PRIMEIRO PROGRAMA - “Em busca de um nome!”
     Esta foi a pauta proposta pelos participantes. Vamos definir durante o programa um nome que nos traduza e identifique. O ouvinte vai escutar varias opiniões e sugestões e no final do programa saberá com que nome nosso projeto será conhecido.
     Praticar a inclusão social, democratizar os meios de comunicação e remunerar esses usuários da saúde mental são os principais objetivos do programa. Essa empreitada está envolvendo profissionais de várias áreas (saúde, comunicação e educação) e poderá se tornar um marco na história da saúde mental de Amparo.

COMO ESCUTAR A LOUCURA?
     Já existem experiências semelhantes como a “Rádio Tan-Tan”, que foi a precursora dessa idéia, na década de 80, em Santos e atualmente o “Maluco Beleza”, veiculado pela Educativa de Campinas (101.9 FM).
     Mas, o diferencial do programa realizado pelos usuários do CAPS/Amparo, em parceria com a Secretaria Municipal de Saúde e o Departamento de Comunicação Social da Prefeitura, está na remuneração dos usuários, gerando trabalho e renda a eles.
     Para o assessor de Saúde Mental de Amparo, o êxito dessas experiências em rádio, levada ao ar pelas cidades de Santos e Campinas - pólos vanguardistas da reforma psiquiátrica nacional - reforçam a iniciativa no sentido de dar voz a essa importante parcela da população, excluída pelos arbítrios ocorridos durante dois séculos no interior dos manicômios.

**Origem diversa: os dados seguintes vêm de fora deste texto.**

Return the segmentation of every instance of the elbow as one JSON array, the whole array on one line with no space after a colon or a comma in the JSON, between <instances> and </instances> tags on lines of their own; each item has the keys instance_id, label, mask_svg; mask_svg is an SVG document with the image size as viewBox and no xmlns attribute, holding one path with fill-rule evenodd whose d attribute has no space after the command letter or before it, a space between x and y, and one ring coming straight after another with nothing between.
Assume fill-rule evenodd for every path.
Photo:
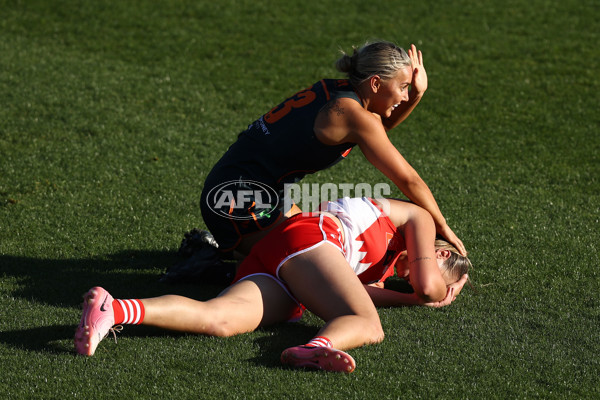
<instances>
[{"instance_id":1,"label":"elbow","mask_svg":"<svg viewBox=\"0 0 600 400\"><path fill-rule=\"evenodd\" d=\"M425 303L442 301L446 297L446 285L438 282L428 282L415 289L415 293Z\"/></svg>"}]
</instances>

     Nos dois municípios citados, a “Rádio Tan-Tan” e o programa “Maluco Beleza”, respectivamente, foram fundamentais e efetivos na abertura de comunicação entre os doentes mentais e a sociedade em geral, contribuindo sensivelmente para a mudança de posições e idéias em relação à loucura. “Tais mudanças constituem-se em base importante e necessária para o aumento da permeabilidade social, da inclusão e conseqüentemente da oferta de novas inserções possíveis, seja no plano do lazer, da convivência e de atividades profissionais e laborativas”, afirma o assessor.

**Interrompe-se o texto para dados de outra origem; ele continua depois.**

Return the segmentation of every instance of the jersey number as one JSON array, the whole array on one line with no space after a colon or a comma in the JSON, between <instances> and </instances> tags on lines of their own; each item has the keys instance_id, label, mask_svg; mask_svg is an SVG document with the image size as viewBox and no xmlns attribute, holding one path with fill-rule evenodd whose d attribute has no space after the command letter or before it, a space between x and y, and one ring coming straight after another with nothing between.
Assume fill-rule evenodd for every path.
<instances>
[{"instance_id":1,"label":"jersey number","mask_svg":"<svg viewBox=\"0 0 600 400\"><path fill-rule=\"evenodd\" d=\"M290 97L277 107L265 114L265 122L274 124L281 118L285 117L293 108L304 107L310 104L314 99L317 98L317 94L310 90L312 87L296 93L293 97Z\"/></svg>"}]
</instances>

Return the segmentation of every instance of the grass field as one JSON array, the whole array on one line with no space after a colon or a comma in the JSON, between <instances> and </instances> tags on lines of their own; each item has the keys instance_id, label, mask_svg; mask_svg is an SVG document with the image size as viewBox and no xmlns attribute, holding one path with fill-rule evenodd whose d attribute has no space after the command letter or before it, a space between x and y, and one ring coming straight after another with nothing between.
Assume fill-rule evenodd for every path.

     Esse projeto dará voz ao Fabio, à Júlia, Arnaldo, Zé Coimbra, Sônia, Marta, Eric, Amadeu, Glória, João, Valdir, Ana Lígia, Francisco, Daniel, Marcos e muitos outros que durante 2004 estarão participando da Oficina de Rádio do CAPS/Amparo, produzindo um programa que irá ao ar mensalmente pela Rádio Cultura de Amparo (FM 102,9).